Aqaba airport King Hussein International Airport
The location of Aqaba is unusual, for within a 15 miles (24 km) radius there are three other countries, Egypt, Saudi Arabia and Israel. The airport has a single runway equipped with a category 1 instrument landing system (ILS). Thanks to its normally excellent weather conditions, the airport is rarely closed, though strong southerly winds bring sandstorms across the Red Sea from Egypt.
The airport has a single 28,000 sq ft (2,600 m2) terminal building with just one departure gate and one baggage carousel, though the building is being extended.
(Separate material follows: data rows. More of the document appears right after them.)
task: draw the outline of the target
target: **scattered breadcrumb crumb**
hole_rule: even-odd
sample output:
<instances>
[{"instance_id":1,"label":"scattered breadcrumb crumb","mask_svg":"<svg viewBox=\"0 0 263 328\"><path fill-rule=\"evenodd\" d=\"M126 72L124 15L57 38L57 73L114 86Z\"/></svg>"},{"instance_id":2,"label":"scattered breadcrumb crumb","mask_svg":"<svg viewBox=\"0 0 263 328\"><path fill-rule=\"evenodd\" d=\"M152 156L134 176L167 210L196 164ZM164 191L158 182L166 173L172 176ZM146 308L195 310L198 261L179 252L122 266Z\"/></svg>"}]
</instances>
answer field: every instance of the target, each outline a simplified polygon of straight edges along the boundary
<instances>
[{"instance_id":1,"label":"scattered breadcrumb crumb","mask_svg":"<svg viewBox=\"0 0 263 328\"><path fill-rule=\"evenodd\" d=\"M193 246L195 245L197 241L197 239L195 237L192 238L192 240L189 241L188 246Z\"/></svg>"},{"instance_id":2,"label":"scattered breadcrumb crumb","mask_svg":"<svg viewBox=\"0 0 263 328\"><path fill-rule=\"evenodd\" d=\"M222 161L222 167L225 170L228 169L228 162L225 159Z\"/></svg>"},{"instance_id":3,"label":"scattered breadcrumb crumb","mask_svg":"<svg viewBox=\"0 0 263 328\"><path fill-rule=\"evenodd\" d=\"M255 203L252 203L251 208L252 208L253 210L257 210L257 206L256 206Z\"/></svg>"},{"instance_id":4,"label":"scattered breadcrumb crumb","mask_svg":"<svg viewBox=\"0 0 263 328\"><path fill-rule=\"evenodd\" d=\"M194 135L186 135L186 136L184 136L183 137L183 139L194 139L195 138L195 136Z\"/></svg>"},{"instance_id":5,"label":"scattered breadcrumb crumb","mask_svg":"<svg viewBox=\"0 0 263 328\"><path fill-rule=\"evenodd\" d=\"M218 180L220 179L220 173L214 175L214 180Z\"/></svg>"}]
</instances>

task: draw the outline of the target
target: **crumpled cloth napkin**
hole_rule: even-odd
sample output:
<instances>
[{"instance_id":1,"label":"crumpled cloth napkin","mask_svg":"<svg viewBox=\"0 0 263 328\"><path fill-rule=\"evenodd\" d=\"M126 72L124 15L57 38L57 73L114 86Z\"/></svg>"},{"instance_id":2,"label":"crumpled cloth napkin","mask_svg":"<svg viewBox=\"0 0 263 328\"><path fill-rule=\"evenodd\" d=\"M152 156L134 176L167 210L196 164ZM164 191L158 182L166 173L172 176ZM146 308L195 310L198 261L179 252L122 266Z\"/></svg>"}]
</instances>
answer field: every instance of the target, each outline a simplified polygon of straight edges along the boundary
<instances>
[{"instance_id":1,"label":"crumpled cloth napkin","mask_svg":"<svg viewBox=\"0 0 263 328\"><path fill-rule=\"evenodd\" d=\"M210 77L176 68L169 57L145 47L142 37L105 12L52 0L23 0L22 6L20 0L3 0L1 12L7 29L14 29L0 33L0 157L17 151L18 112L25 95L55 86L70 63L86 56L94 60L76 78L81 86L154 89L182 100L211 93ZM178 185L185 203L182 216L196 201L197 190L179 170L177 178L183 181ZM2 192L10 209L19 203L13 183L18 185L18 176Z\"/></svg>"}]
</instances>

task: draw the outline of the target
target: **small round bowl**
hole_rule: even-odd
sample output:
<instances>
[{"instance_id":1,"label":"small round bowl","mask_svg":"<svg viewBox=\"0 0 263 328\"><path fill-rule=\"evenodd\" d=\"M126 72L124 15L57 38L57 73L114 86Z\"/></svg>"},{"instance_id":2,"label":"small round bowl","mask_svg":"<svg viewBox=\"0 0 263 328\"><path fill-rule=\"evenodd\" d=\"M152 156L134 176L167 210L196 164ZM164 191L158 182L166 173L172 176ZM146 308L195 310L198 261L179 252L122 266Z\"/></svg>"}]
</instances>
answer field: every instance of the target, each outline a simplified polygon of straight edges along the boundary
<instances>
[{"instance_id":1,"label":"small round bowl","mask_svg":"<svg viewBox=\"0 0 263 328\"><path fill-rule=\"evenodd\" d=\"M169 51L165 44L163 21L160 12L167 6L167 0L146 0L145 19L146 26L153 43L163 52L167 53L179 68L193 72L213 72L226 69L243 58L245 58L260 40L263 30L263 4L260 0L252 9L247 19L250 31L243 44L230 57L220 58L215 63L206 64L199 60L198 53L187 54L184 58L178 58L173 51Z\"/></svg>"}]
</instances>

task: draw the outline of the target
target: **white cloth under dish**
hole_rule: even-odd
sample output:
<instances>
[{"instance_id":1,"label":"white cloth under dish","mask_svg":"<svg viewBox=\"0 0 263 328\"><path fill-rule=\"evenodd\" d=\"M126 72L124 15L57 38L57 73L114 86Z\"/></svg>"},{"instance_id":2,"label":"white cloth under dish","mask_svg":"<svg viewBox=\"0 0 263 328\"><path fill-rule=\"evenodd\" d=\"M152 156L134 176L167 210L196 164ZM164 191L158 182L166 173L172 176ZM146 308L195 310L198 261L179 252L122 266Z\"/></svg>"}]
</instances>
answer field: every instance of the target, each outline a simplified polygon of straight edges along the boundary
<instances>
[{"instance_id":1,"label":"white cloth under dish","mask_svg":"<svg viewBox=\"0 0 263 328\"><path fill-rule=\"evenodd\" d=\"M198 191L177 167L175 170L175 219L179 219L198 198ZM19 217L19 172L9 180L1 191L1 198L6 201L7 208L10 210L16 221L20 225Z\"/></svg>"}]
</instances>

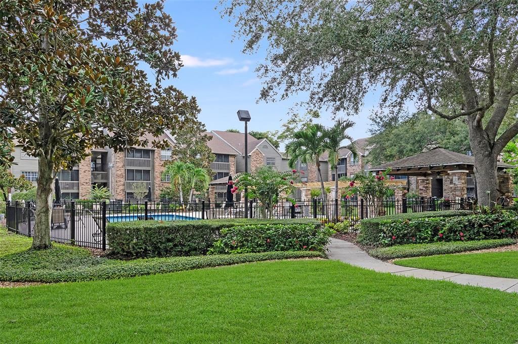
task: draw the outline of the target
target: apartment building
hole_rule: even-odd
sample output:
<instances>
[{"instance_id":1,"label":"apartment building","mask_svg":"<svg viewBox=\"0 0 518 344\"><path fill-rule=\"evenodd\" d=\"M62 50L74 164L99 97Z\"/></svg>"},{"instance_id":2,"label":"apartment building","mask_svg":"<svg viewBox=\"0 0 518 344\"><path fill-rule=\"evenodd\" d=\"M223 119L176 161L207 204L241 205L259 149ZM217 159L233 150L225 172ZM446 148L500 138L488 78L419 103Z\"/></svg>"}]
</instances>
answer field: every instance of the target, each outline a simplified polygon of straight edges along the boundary
<instances>
[{"instance_id":1,"label":"apartment building","mask_svg":"<svg viewBox=\"0 0 518 344\"><path fill-rule=\"evenodd\" d=\"M151 141L152 138L147 138ZM167 134L160 138L171 145L174 143ZM12 174L16 177L23 175L36 185L38 159L27 155L18 146L13 154L15 164L11 169ZM112 197L118 199L133 198L136 191L150 187L152 197L157 198L162 189L169 184L162 174L164 162L170 159L170 149L134 147L115 152L111 148L95 148L77 166L60 171L56 177L64 198L88 198L94 185L108 188Z\"/></svg>"}]
</instances>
The facilities can cope when there is one aircraft to be handled, but on some occasions when there are three aircraft being turned around simultaneously things can become somewhat crowded. The capacity of the Terminal at present is 1.5 million passengers a year. There are also separate buildings for General Aviation and a Royal Pavilion – King Abdullah II owns a palace along the shoreline and regularly visits. The Royal Jordanian Air Academy are regular visitors on land-away cross country training exercises. Annual passenger figures have risen from around 20,000 per year in the early days to over 90,000 in the year 2000.There are currently around 3,000 aircraft movements a year. A significant proportion of these are training flights, including those of the Royal Jordanian Air Force.
The largest operator at Aqaba is Royal Jordanian. It operates about 10 flights a week to Amman, though extras are frequently scheduled, sometimes to coincide with passenger changeover on cruise ships. The airline operates Embraer E175 Regional Jets that undertake the journey in 45 minutes. The airline also undertakes about six charter flights to Europe, with European charter airlines adding a further dozen. Aqaba is an airport that can handle the largest jets.
Just across the border in Israel and nominally serving Eilat a new airport called Ramon Airport opened in 2019 despite earlier proposals to jointly develop airport infrastructure in the region following the Israel Jordan Peace Treaty of 1994.
The airport is located north of the city, close to the border with Israel. Aqaba King Hussein Airport is accessible via the 65 Dead Sea Highway and Airport Street which runs parallel to the runway.
The airport has one terminal consisting of a Departures hall and Arrivals hall. These are not interconnected. Aqaba Airport is modern on the outside, but old on the inside. There are few facilities at Aqaba King Hussein Airport, however there is a VIP Lounge available.